CDS View Performance Best Practice – NOT NULL preserving LEFT OUTER JOIN
This blog post focuses on the CDS view performance anti-pattern called “NOT NULL preserving LEFT OUTER JOIN” and it’s part of the CDS View Performance Best Practices series. You can find an introduction to CDS View performance recommendations, aspects you need to consider in terms of performance, and a list of all available CDS anti-patterns in the following blog post: https://blogs.sap.com/2023/06/26/cds-view-performance-best-practises/
The “NOT NULL preserving LEFT OUTER JOIN” is one of the most prominent anti-patterns, which can cause very severe performance problems. Let us see with a simple example how exactly you can identify this anti-pattern, the impact and why this leads to a performance problem.
What is meant by “preserve NOT NULL” exactly? It is a calculation which will never have NULL as a result.
This calculation (Fig. 1) returns the value X if the condition is true. In all other scenarios the result will be a blank value. So, it will never return NULL. Let’s demonstrate the result of this calculation with different input values for the expression (Fig. 2).
This pattern is also valid for other functions:
- COALESCE – default parameter
- CASE … ELSE <another CASE>
- <constant> – a fixed value
Additionally keep in mind that functions can have an implicit default result of NULL if no expressions are fulfilled.
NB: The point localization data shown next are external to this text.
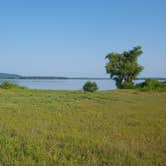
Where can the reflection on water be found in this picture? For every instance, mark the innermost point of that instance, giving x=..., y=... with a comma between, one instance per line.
x=61, y=84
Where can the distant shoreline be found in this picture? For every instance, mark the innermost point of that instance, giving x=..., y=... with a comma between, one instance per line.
x=14, y=76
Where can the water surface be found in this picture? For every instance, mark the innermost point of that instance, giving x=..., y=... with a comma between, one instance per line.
x=62, y=84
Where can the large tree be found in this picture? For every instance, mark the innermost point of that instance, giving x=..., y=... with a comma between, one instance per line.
x=124, y=68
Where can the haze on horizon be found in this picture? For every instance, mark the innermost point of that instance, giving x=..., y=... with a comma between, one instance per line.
x=72, y=38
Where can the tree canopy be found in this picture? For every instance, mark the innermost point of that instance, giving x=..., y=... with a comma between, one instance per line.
x=123, y=67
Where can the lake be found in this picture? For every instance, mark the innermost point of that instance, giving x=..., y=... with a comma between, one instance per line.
x=62, y=84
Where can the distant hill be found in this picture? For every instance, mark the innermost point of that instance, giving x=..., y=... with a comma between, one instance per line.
x=9, y=76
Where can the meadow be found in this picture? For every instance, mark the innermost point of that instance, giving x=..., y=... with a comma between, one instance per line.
x=72, y=128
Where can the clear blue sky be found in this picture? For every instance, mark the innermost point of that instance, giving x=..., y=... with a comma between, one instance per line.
x=72, y=37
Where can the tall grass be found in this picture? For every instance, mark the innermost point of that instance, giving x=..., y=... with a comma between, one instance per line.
x=47, y=128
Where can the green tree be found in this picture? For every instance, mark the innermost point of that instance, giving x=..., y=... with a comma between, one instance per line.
x=124, y=68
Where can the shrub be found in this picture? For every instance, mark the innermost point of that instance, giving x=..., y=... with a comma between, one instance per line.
x=90, y=86
x=150, y=84
x=9, y=85
x=127, y=85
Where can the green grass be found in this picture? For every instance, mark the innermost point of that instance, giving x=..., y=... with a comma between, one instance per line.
x=72, y=128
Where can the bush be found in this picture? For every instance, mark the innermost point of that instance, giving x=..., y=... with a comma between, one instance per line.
x=150, y=84
x=127, y=86
x=90, y=86
x=9, y=85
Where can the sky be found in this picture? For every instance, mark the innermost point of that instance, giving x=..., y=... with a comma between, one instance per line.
x=72, y=37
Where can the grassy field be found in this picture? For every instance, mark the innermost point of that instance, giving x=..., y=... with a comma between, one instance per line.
x=72, y=128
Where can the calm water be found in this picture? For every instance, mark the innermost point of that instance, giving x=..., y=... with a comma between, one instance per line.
x=61, y=84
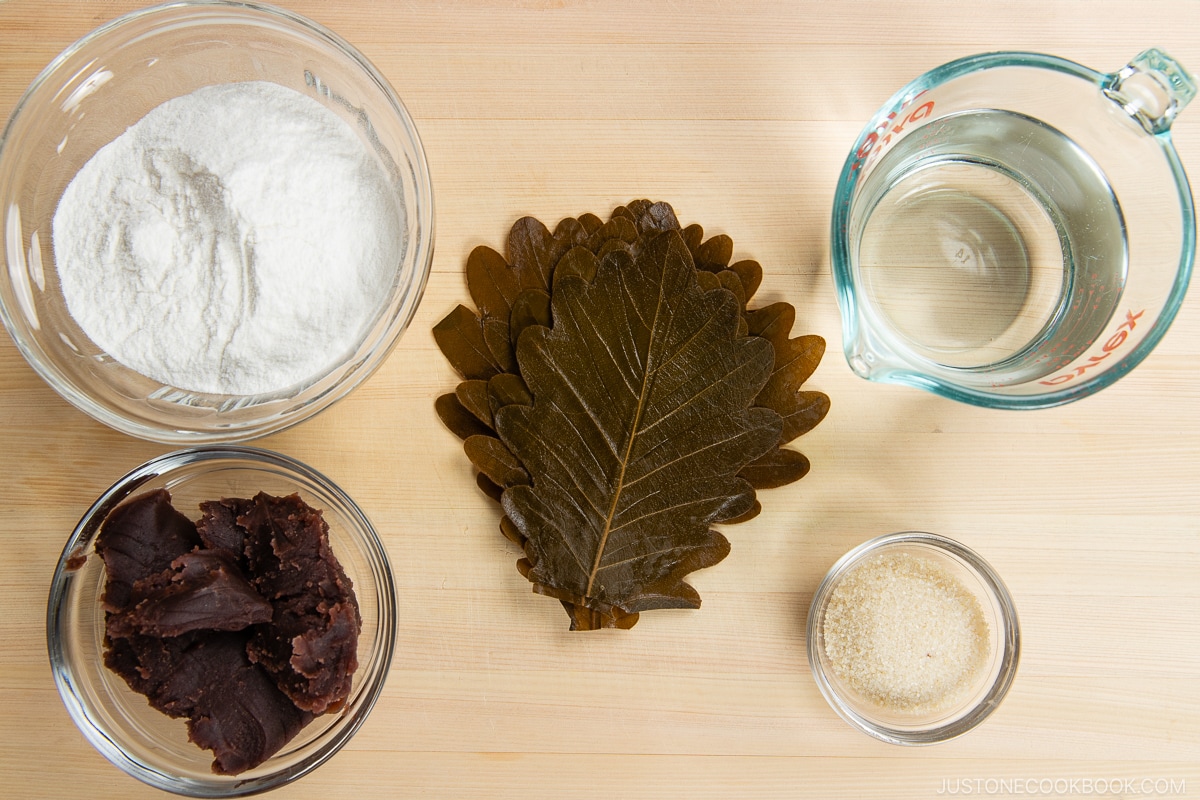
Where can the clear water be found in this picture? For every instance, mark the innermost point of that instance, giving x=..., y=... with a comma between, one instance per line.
x=991, y=242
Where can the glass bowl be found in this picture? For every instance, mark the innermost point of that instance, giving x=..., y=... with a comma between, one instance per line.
x=119, y=722
x=976, y=698
x=111, y=78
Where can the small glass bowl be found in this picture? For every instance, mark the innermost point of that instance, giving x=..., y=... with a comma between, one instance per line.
x=119, y=722
x=111, y=78
x=976, y=703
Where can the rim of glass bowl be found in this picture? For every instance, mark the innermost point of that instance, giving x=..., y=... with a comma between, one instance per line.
x=1009, y=638
x=840, y=260
x=81, y=709
x=420, y=240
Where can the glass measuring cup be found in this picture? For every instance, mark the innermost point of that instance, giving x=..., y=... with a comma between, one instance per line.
x=1014, y=229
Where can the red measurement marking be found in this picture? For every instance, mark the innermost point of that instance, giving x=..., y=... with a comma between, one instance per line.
x=874, y=144
x=1109, y=348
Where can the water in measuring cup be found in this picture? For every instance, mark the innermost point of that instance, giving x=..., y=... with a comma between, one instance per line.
x=991, y=244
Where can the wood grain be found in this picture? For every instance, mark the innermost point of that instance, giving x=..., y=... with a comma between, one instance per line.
x=741, y=115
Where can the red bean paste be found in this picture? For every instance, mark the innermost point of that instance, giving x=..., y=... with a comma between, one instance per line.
x=244, y=624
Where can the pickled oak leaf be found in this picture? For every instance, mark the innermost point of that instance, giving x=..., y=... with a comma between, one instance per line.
x=642, y=416
x=796, y=360
x=468, y=346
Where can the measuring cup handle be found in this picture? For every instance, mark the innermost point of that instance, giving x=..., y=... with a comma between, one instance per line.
x=1153, y=88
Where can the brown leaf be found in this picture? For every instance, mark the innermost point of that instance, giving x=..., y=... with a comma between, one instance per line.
x=460, y=337
x=780, y=467
x=455, y=416
x=495, y=461
x=640, y=423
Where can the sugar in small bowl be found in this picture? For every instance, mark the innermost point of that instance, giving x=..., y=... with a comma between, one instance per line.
x=119, y=721
x=217, y=221
x=913, y=638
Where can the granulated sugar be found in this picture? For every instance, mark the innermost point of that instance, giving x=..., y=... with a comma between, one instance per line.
x=905, y=632
x=235, y=240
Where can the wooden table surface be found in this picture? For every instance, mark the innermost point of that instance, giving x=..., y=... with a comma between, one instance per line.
x=739, y=114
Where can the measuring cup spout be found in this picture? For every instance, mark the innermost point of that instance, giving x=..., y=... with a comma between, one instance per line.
x=1153, y=88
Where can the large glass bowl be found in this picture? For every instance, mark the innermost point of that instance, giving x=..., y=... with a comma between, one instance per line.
x=119, y=722
x=109, y=79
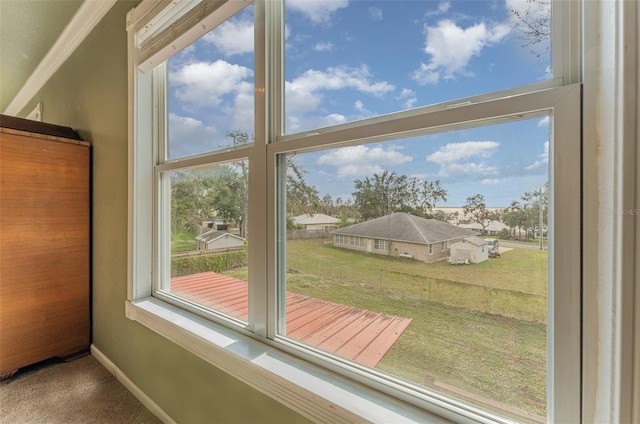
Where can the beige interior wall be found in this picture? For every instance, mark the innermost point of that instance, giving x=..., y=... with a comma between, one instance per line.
x=89, y=93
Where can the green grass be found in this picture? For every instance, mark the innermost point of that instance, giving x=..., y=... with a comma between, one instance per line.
x=498, y=357
x=183, y=241
x=452, y=341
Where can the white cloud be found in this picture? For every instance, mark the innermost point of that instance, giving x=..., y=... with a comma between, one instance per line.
x=206, y=83
x=543, y=159
x=189, y=136
x=341, y=77
x=491, y=181
x=409, y=98
x=363, y=160
x=323, y=47
x=455, y=158
x=318, y=11
x=233, y=37
x=452, y=47
x=443, y=7
x=304, y=94
x=375, y=14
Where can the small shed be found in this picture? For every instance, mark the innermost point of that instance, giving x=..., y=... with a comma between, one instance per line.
x=316, y=222
x=215, y=239
x=469, y=250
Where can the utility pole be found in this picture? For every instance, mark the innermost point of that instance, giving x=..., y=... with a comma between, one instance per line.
x=540, y=220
In our scenario this is overwritten by the ELSE branch. This is by itself not bad or an anti-pattern, but it causes a big performance problem when the calculation is part of a LEFT OUTER JOIN, which is the case for association in the model. Why is this a problem?
Basically, as soon as you have a field which doesn’t preserve the NULL behavior, the SAP HANA optimizer first needs to execute the calculation for every row (even for the rows which are discarded after the left outer join) and build up an intermediate result set to guarantee functional correctness and then execute the join. This is the key message of this blog post and anti-pattern to understand the NULL handling in SQL.
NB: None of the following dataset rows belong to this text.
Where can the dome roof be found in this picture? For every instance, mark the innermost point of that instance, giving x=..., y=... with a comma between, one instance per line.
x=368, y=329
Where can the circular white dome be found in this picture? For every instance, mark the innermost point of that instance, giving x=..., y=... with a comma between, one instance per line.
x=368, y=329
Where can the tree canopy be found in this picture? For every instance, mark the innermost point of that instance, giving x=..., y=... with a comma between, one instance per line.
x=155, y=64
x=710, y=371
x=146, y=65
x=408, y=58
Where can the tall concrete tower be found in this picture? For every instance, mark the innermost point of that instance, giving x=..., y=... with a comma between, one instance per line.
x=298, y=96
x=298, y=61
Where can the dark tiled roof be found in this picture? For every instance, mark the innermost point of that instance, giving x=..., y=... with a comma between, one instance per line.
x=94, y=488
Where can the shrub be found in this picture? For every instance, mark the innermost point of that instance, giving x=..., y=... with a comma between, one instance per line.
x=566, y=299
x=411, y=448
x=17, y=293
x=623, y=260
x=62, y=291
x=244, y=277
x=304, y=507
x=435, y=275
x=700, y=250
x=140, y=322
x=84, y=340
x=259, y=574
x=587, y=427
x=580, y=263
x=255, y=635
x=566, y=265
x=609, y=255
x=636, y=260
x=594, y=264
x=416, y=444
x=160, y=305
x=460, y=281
Let’s imagine an example of two models (Fig. 3) and would like to return the result shown in Fig. 4. So, we have one model for order items, the purchase order items, and another model for order header, the purchase document (Fig. 6). This model will be used in the purchase order items model to get the status of the order and contain a calculated field. Additionally, we apply a filter on a specific material TG11 to reduce the amount of data (Fig. 5).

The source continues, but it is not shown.